Is it possible to have Radon without Gama radiation being present?
I am not aware of any decay chain that doesn’t have ANY gamma, so it should be safe to say that No Gamma = No Radiation Since Radon comes from only two sources, Uranium 235 and Uranium 238, it should be impossible to have Radon with zero Gamma. If you wanted the short answer, stop reading here.
First the nonclamenture needs explaining for Electron Volts (eV).
K stands for Kilo, or 1,000, so KeV is 1,000 electron Volts.
M stands for Million eV, 1,000,000 electron Volts.
One thing to consider though, is there Gamma there that we can’t measure with hand held meters? Each meter, even each individual probe, will have a range of radiation energy (KeV to MeV levels) that it will measure. Higher or lower than this, and the meter won’t pick up THAT energy level radiation. But, look at this chart of Gamma levels in Uranium 238
Uranium 238 decay chart with Gamma energies listed
Note that the levels run from 45 KeV to almost 1,800 KeV, which means that it is likely that SOME of the Gamma will be detected.
Now, look at the Gamma levels in Uranium 235
Uranium 238 decay chart with Gamma energies listed
Note that the energy levels are lower, 27 KeV to 800 KeV, meaning that a detector that couldn’t detect lower than 827 KeV would miss much if not all of the Gamma radiation.
Now you have to look at the efficiencies of individual probes to see if they will indeed measure those levels. Look at the response curve (what levels it will measure) for the Ludlum model 19 probe
http://www.ludlums.com/RespCurvHtm/RC_M19.htm
From 50 KeV to about 1,200 KeV gets detected, so the Model 19 probe will measure most (not anything below 50 KeV) of the U 235. However, since U 238 has some radiation above 1,200 KeV that won’t be detected with the Model 19 probe.
Then consider the PM 1703 we are using, response curve runs from 0.06 to 3.0 MeV, or 60 to 3,000,000 electron Volts. So a small amount of the U 235 and U 238 will go undetected, can’t get through the plastic case of the meter.

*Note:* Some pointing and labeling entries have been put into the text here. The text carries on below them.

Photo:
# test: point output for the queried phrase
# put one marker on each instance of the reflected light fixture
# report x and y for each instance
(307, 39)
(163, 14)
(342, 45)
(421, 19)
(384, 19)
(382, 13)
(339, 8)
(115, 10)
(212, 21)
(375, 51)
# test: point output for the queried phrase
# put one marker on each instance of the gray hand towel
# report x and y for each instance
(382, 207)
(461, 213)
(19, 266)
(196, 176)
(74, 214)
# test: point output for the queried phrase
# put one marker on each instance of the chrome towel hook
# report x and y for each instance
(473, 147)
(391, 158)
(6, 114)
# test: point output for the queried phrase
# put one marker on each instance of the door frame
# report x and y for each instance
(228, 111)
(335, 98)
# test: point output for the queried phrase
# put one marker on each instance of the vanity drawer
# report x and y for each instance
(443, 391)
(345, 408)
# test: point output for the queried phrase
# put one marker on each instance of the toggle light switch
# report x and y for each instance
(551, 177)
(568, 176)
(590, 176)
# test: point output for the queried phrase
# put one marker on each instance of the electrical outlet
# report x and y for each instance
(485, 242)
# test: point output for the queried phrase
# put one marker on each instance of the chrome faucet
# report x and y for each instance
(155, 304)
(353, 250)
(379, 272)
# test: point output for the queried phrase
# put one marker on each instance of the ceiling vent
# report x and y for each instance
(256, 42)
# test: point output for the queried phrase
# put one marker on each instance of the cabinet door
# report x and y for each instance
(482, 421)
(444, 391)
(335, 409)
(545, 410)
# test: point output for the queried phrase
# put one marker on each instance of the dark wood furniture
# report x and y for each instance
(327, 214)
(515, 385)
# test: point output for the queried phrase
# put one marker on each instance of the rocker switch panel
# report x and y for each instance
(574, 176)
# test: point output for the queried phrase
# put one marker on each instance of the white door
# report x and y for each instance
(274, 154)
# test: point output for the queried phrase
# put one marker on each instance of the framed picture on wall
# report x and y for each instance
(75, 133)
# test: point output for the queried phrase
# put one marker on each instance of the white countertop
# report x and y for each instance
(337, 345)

Lastly, there is the efficiency of the meter, or how much of the total radiation actually reads or registers on the meter. This is what Bill Llope is going to remind the experts about, that even the most expensive handheld meters catches very, very, little of the total radiation, as low as 2 to 3% of the total radiation emitted.
A good analogy would be a police car trying to catch speeding cars. Some he might be too slow to catch, some he can (Response Curve in KeV). On the other hand, he can catch only so many speeding cars per hour, leaving the vast majority of cars whizzing by uncaught (Efficiency of the meter).
Now, it is possible to have Thoron, another radioactive gas, present but the Thorium decay chain also has plenty of Gamma. So, no radiation, no Radon (or Thoron).